Vivi Tolani

Alumna Working on Anti-Cancer Therapies

Lung cancer is the deadliest form of the disease, claiming approximately 158,000 American lives and accounting for around 27 percent of all cancer deaths. One Hood College alumna is researching drug therapies to fight it.

Bhairavi (Vivi) Tolani is working with a three-person group studying anti-cancer targeted therapies for lung cancer. They are trying to find ways to shut down the rapid growth of the cancerous cells through a variety of drug combinations.

Tolani graduated from Hood in 2004 with a bachelor’s degree in biochemistry. During the next three years, she worked at Invitrogen Life Technologies, Lonza Corp. and Digene (now Qiagen), all Frederick biotechnology companies. During that time, she also took graduate classes at Hood, completing her master’s degree in biomedical science in 2007. She worked four 10-hour days, Monday through Thursday, and took evening classes for her master’s degree. Friday through Sunday, she worked on her thesis research project on breast cancer at the National Cancer Institute.

“I got to experience all aspects—biotech, academia and government research— simultaneously,” Tolani said.

Following her master’s degree, Tolani was accepted to the doctoral program in molecular biology at the University of Southern California, Los Angeles. She researched hematological malignancies (cancers that begin in the cells of blood-forming tissues) for six years there. She then completed six months of postdoctoral training at the Stanford Research Institute in Menlo Park studying ovarian cancer, and conducted postdoctoral research at the University of California, San Francisco (UCSF) studying lung cancer.

After a year at UCSF, she was promoted to assistant adjunct professor in a lab studying lung cancer. She works in the lab, mentoring students and technicians of all levels, and she researches lung cancer with her team.

“In particular, we study cellular growth signaling pathways, which, when overactive, prompt cells to grow, divide uncontrollably and become cancerous,” Tolani said. “In an effort to shut down these growth signals, we work on both biologics and small molecule chemical inhibitors as anti-cancer therapies. We also investigate combination therapies—employing lower doses of two or more drugs whose combined effect is greater than either drug alone. This allows the use of lower doses of the drugs, fewer side effects for patients and less drug resistance over longer periods.”

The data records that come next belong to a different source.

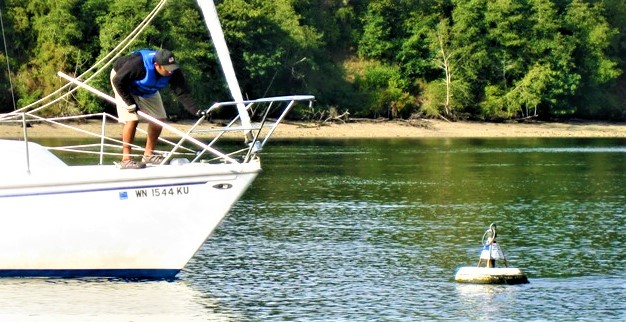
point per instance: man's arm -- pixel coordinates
(127, 70)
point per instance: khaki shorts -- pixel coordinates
(152, 105)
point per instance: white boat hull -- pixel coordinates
(100, 221)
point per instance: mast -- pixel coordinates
(217, 35)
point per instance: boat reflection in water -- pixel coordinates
(106, 300)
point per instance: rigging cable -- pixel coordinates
(106, 61)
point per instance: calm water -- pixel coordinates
(374, 230)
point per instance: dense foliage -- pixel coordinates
(478, 59)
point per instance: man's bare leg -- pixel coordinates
(128, 136)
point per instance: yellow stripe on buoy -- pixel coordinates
(488, 275)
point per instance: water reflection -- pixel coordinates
(106, 300)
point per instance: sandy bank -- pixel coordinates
(372, 129)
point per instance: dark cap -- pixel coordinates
(166, 59)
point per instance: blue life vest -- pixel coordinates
(153, 82)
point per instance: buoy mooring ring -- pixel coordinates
(486, 272)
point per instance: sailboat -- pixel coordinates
(95, 220)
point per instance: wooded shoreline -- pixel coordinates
(423, 128)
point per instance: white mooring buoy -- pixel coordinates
(486, 271)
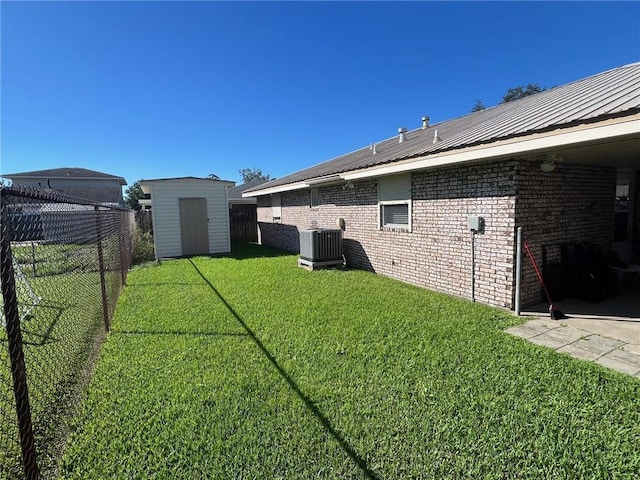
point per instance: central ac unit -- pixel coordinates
(321, 245)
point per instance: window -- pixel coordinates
(276, 208)
(394, 200)
(394, 214)
(314, 198)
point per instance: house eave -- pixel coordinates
(536, 143)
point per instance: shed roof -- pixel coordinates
(187, 178)
(611, 94)
(65, 172)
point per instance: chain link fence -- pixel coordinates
(64, 262)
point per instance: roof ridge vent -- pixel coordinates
(403, 134)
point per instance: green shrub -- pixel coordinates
(142, 247)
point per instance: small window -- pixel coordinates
(394, 200)
(394, 214)
(276, 208)
(314, 198)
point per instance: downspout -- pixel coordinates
(518, 269)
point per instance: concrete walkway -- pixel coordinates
(577, 337)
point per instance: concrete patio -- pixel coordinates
(607, 333)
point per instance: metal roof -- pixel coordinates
(609, 94)
(236, 192)
(65, 172)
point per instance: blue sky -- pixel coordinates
(170, 89)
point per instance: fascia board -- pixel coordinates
(513, 148)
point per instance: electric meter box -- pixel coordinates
(475, 223)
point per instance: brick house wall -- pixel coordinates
(570, 203)
(635, 228)
(437, 252)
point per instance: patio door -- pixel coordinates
(194, 226)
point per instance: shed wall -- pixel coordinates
(166, 215)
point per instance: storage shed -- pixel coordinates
(190, 216)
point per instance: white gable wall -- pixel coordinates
(166, 213)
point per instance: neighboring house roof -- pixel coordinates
(65, 172)
(235, 193)
(611, 94)
(96, 194)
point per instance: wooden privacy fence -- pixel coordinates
(144, 221)
(243, 224)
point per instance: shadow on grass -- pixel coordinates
(350, 451)
(242, 251)
(180, 332)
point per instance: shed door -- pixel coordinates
(194, 229)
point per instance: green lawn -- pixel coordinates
(250, 367)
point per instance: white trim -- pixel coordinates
(505, 149)
(535, 143)
(280, 188)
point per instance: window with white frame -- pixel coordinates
(276, 208)
(314, 198)
(394, 202)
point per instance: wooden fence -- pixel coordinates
(244, 225)
(143, 221)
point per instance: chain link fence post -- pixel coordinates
(103, 282)
(16, 354)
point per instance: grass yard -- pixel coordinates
(250, 367)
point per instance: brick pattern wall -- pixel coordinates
(437, 252)
(635, 229)
(571, 203)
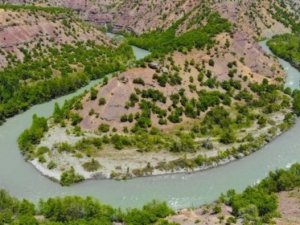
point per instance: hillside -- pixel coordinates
(207, 95)
(253, 17)
(46, 52)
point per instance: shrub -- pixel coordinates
(104, 128)
(102, 101)
(91, 166)
(70, 177)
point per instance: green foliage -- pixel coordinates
(162, 42)
(36, 81)
(296, 103)
(104, 128)
(287, 46)
(92, 165)
(259, 203)
(33, 135)
(70, 177)
(102, 101)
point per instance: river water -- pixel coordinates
(179, 190)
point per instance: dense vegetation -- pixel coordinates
(161, 42)
(287, 46)
(258, 204)
(255, 205)
(77, 210)
(59, 72)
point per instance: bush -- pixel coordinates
(102, 101)
(70, 177)
(104, 128)
(91, 166)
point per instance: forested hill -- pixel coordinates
(47, 52)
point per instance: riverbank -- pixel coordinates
(131, 163)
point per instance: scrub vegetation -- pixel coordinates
(255, 205)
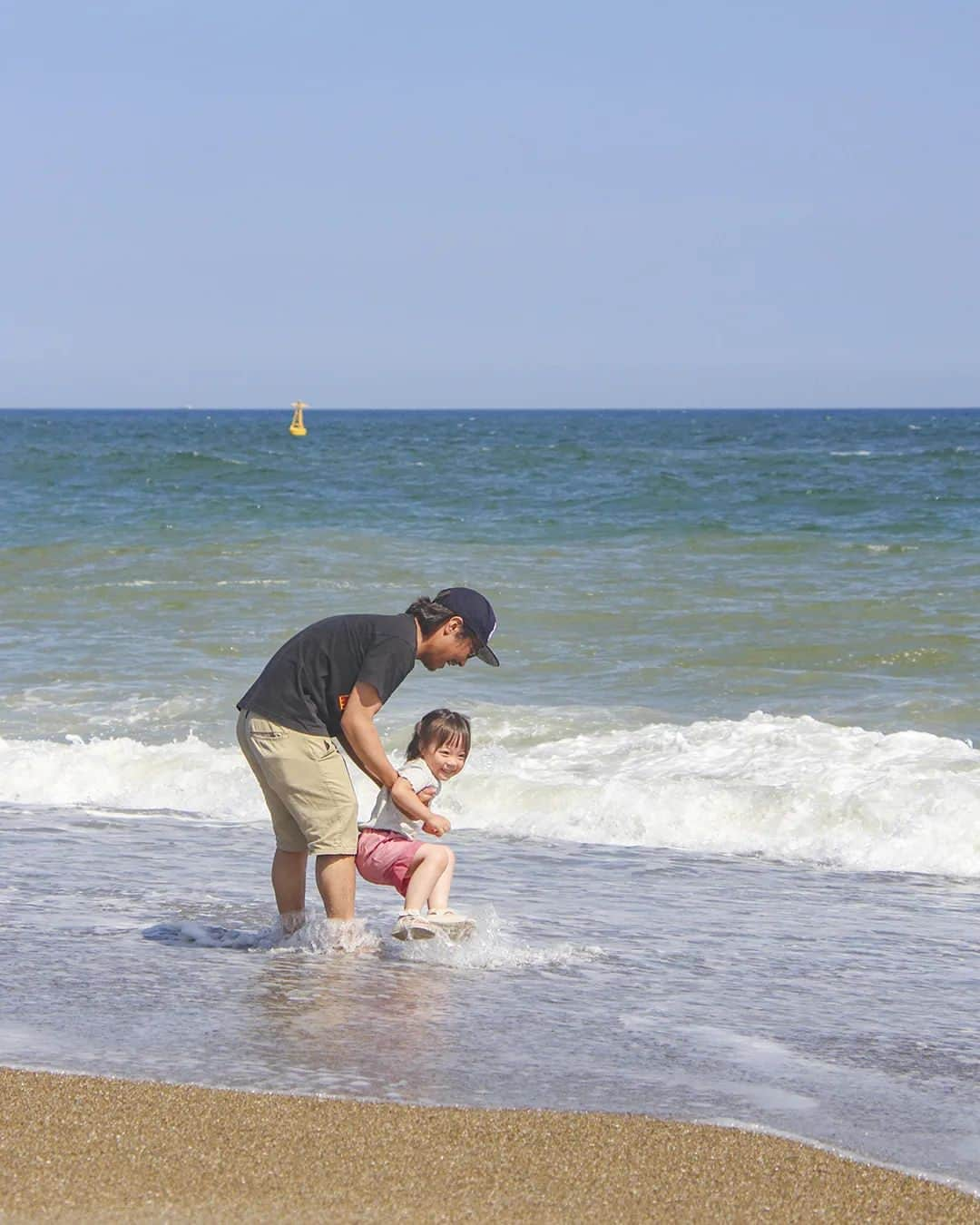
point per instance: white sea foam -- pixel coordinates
(784, 788)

Tolani credits Hood’s excellent science faculty, high academic standards and small class sizes as being instrumental for her successes in academia and cancer research.

“Not only was the quality of teaching excellent, but also, the investment and concern of the faculty in ensuring student success is magnified when class size is small,” she said. “Further, with smaller lab sections, students had a chance for hands-on experience with scientific techniques that my peers in graduate school who went to larger universities never had.”

In addition to the learning environment, Tolani chose Hood because she wanted a well-rounded, liberal arts education and because the College’s proximity to the National Cancer Institute at Fort Detrick was beneficial to her desire to work with cancer therapies.